Julien Poirier

6 Poems


GO EASY OTHER ISLANDS


Clouds bumble to their stews
Wives
And green bottles surge
the sea
and Indonesian pirates wash
Their evening prayer


*

steady
plane
your comet
stopped
3 birds
in twos




THE 1906 SAN FRANCISCO EARTHQUAKE AND FIRE (AN EPISODE)

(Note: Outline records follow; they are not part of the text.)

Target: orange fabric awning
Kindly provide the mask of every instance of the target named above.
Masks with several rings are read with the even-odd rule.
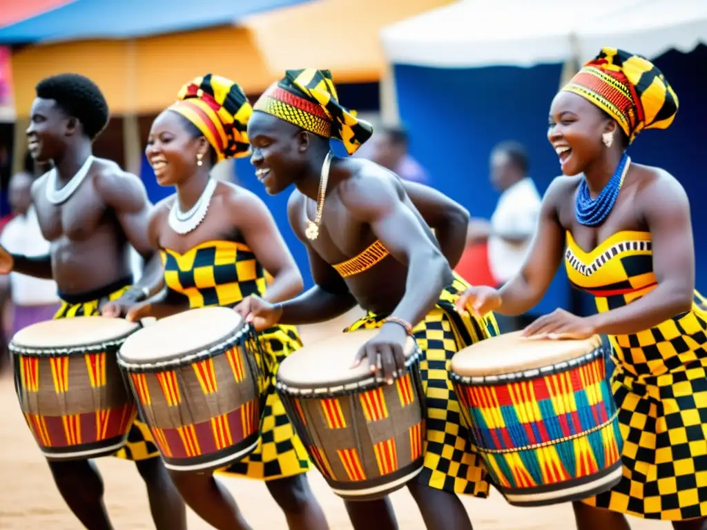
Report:
[[[251,94],[286,69],[305,66],[331,69],[337,83],[378,81],[385,68],[380,29],[452,1],[316,0],[249,17],[240,27],[29,46],[12,58],[17,114],[28,115],[37,81],[66,71],[95,81],[116,114],[159,112],[184,83],[208,72]]]

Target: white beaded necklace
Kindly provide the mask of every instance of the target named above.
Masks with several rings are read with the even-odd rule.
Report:
[[[216,181],[209,179],[209,182],[201,192],[201,196],[186,212],[182,212],[180,208],[179,197],[175,197],[168,218],[170,228],[177,234],[184,235],[199,226],[206,216],[206,211],[209,210],[209,205],[211,202],[211,197],[216,189]]]
[[[45,191],[47,195],[47,200],[52,204],[61,204],[65,202],[74,192],[81,185],[81,182],[86,180],[86,175],[88,175],[88,170],[91,164],[93,163],[93,155],[89,155],[86,161],[83,163],[78,171],[76,172],[68,182],[61,189],[57,189],[57,168],[52,167],[47,177],[47,185],[45,186]]]

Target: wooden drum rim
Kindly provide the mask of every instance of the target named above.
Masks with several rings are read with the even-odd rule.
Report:
[[[170,359],[169,360],[153,360],[146,363],[129,362],[123,359],[121,352],[119,351],[117,355],[118,365],[126,371],[133,373],[154,373],[165,372],[181,366],[188,366],[194,363],[211,359],[219,353],[228,351],[234,346],[243,344],[244,337],[252,332],[252,326],[241,321],[225,337],[221,337],[207,343],[196,350],[183,352],[180,354],[181,357],[179,358]]]
[[[578,368],[585,365],[596,360],[600,357],[604,357],[606,354],[606,349],[604,344],[600,344],[592,351],[566,360],[559,361],[551,365],[542,366],[537,368],[528,368],[519,370],[515,372],[508,372],[498,375],[473,375],[462,376],[450,369],[450,379],[455,383],[465,384],[469,387],[487,387],[495,384],[506,384],[508,383],[518,383],[523,381],[532,381],[539,377],[544,377],[547,375],[554,375],[561,374],[563,372],[568,372],[574,368]]]

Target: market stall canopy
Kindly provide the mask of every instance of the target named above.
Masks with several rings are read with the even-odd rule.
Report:
[[[75,0],[0,27],[0,44],[129,39],[231,24],[247,15],[310,0]],[[64,4],[64,5],[62,5]],[[4,16],[5,7],[3,7]],[[28,9],[28,7],[25,8]],[[37,11],[35,11],[37,13]]]
[[[381,39],[396,64],[474,68],[563,63],[575,52],[571,35],[578,24],[593,18],[604,25],[614,10],[643,1],[614,0],[592,11],[586,3],[566,0],[461,0],[385,28]]]
[[[707,0],[644,0],[575,33],[583,61],[607,45],[648,58],[670,49],[689,53],[707,44]]]
[[[310,66],[331,69],[337,83],[376,81],[387,65],[380,29],[449,1],[358,0],[351,11],[350,0],[315,0],[249,16],[238,26],[28,46],[12,57],[17,114],[28,114],[37,81],[66,71],[95,81],[116,114],[159,112],[182,83],[207,72],[252,95],[286,69]]]

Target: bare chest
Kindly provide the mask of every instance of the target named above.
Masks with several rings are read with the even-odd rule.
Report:
[[[61,204],[54,204],[47,199],[45,185],[37,190],[35,208],[42,233],[47,240],[66,237],[72,241],[85,241],[95,233],[102,223],[109,222],[106,206],[96,196],[90,182],[84,182]]]

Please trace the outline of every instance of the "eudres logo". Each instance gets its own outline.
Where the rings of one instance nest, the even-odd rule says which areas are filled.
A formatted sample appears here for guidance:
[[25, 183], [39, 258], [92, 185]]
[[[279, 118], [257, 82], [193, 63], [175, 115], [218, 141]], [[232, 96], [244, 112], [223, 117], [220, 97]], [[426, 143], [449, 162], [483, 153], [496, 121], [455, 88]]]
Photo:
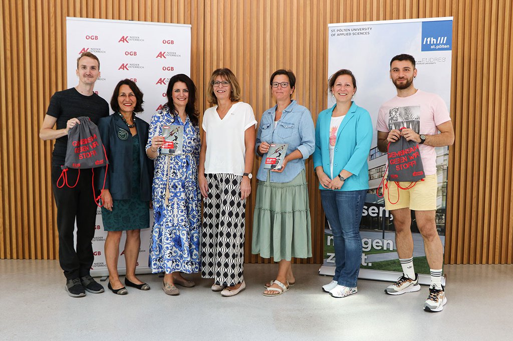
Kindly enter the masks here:
[[421, 51], [450, 51], [452, 49], [452, 22], [422, 23]]

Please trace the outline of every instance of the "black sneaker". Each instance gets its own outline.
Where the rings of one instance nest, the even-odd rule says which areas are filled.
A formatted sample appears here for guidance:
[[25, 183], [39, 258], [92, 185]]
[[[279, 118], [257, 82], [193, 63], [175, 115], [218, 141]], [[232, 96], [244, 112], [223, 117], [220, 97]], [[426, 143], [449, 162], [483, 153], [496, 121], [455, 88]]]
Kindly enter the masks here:
[[84, 286], [84, 288], [89, 292], [100, 293], [105, 291], [103, 288], [103, 286], [95, 281], [90, 275], [81, 277], [80, 282], [82, 282], [82, 285]]
[[70, 279], [66, 281], [64, 289], [68, 292], [68, 294], [71, 297], [84, 297], [86, 292], [84, 287], [80, 283], [80, 280], [77, 278]]

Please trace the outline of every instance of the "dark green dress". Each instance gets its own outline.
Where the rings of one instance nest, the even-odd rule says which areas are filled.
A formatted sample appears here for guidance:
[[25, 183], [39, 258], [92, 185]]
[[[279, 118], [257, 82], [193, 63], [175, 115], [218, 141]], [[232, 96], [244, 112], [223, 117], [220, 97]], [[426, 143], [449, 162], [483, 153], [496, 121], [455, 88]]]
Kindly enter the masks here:
[[[106, 231], [126, 231], [149, 227], [149, 202], [141, 200], [141, 159], [139, 139], [133, 137], [132, 197], [112, 200], [112, 211], [102, 207], [102, 219]], [[127, 169], [127, 171], [129, 171]]]

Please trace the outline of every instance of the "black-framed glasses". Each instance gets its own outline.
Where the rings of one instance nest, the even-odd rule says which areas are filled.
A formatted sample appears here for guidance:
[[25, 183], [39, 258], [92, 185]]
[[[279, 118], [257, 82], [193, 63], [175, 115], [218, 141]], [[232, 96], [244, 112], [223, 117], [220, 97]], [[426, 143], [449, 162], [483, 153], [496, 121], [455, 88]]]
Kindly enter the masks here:
[[281, 82], [279, 83], [278, 82], [272, 82], [271, 83], [271, 86], [273, 88], [278, 88], [279, 85], [282, 88], [287, 88], [288, 86], [288, 82]]
[[212, 82], [212, 85], [214, 87], [215, 87], [216, 88], [217, 88], [220, 85], [222, 85], [223, 87], [227, 87], [229, 85], [230, 85], [230, 82], [229, 82], [227, 80], [223, 80], [222, 81], [220, 81], [219, 80], [214, 80], [214, 81]]

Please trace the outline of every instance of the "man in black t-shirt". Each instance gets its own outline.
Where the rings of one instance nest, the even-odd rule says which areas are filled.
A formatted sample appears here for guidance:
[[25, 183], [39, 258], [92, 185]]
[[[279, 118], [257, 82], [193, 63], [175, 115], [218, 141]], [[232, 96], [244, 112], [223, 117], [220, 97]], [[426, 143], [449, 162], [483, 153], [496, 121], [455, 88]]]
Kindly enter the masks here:
[[[109, 105], [93, 92], [94, 82], [100, 77], [100, 60], [90, 52], [82, 53], [76, 62], [78, 84], [53, 94], [41, 126], [42, 140], [55, 140], [52, 154], [52, 187], [57, 206], [57, 229], [59, 234], [59, 262], [66, 278], [65, 287], [72, 297], [85, 296], [89, 292], [103, 292], [103, 287], [89, 274], [94, 260], [91, 241], [94, 237], [96, 205], [92, 188], [92, 172], [69, 168], [68, 182], [78, 182], [70, 188], [56, 186], [64, 164], [68, 145], [68, 131], [80, 124], [77, 117], [87, 116], [94, 124], [109, 116]], [[53, 127], [56, 125], [56, 129]], [[74, 247], [73, 230], [76, 219], [76, 249]]]

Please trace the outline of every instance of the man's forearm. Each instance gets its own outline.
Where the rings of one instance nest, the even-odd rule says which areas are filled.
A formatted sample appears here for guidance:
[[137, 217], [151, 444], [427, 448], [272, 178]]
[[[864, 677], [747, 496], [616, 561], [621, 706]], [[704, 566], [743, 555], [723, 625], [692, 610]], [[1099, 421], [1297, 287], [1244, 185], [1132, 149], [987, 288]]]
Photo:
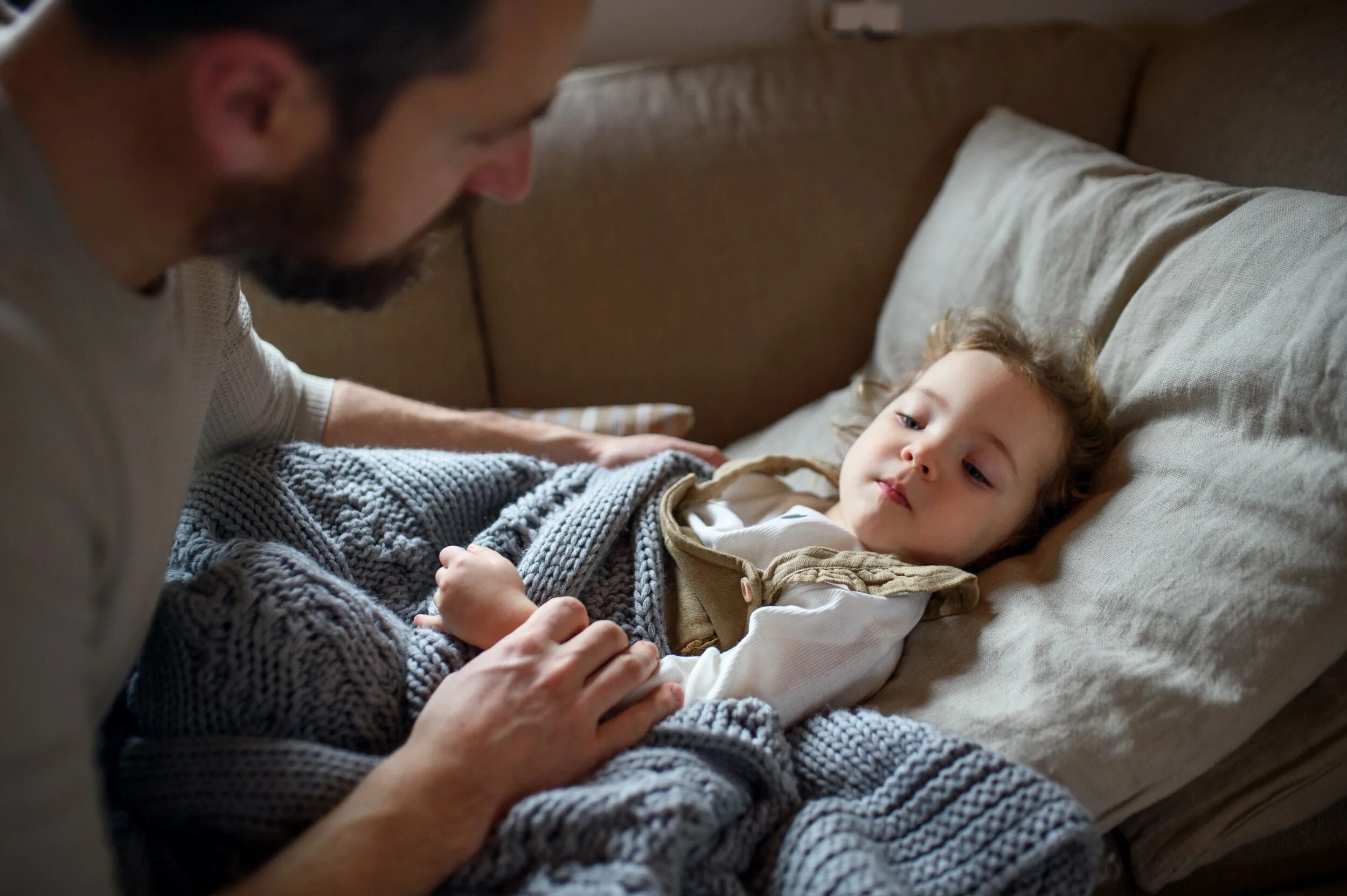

From here accounts conflict, but 4
Chinese valets
remember Barrymore leaving
the hotel alone
to drink. But Caruso was driven mad
there, and clutched his portrait
of Roosevelt “close
to tears”
surrounded by Caruso
“close to tears”
the portrait in his hand.
And Barrymore
drinking alone, parting the flames
anything to repair…any excuse…
while an undertaker
blazed in his storefront, meticulously
polishing coffin handles
and a flamingo
flagged through
the smoke hardly noted
by the mad tenor, who mumbled
just then (I’m guessing)
“I want my sketchpad”




THE MAGICIAN


showed me his harp
past

in the basement
like a glass
webs
the bricks
offshoots
broken
the leaping

tiger probably stuffed


*

at home
I sleep
in furs
I hunt
myself




LOUIS ARMSTRONG


Louis Armstrong, best trumpet ever
ate at Louis Cairo’s
with Humphrey Bogart
Detroit Oysters
the Sebastian Bachs (“fuck
this lousy inferior grub”) and hauled out
across the great American road
dead serious
an affront to historians
the followers of St. Francis
whose kits may lapse
but who are never off the spring
you can smell it on them
cocktail sauce
double whiskeys halfprice
their eyes shock you, it’s a real shock
even if you know
lip split in two
on soft brass
copper harpoon in a solution
of creeping pink
otherworldly ash
ebbing on the seafloor




POEM FOR OLD POEMS


don’t you remember Scranton and
what tough moss in the cemetery
wall we camped on? then

playing Strange in the bend bar
stealing drops of talk now
lost from the patrons
Hank Williams, you were lyrical
poorly raised and lost but

I wept to brag of you and dreamt
I was ashamed, seeing this
your old home
touching your dented styrofoam flyer, gone

and failed in the monkey sense
I’ve lost it

in the land you discovered
as you must have insisted
I do, so bad the map
and what promise




OLD POEM


“I have no business”
writing about death
the quick service cab
of flowers
as close as I get
being alive,

and not pretending one day
he
or she just disappeared
I write about it
to fill sugartanks
to strap it with my embossed seal
Death
the Mistery Endearing
deeper than the velvet grabbag
of caves
embedded
in weeds that cast
footprints where
no feet have fallen
oh, it’s useless
like a mortuary organ
in July
every day is a festival
for everyone who’s died



Julien Poirier comes from Berkeley, California, and lives in New York City where he teaches poetry and literacy in the public schools. He is a member of the Ugly Duckling Presse--his job is fishy at times (he also edits New York Nights newspaper). Published works include "Ours, Yours," from Loudmouth Collective, "Living! Go and Dream" (UDP), and two forthcoming chapbooks called "Key Doors" (Old Gold) and "Absurd Good News" (Insert Press). His favorite roller coaster is The Cyclone at Coney Island.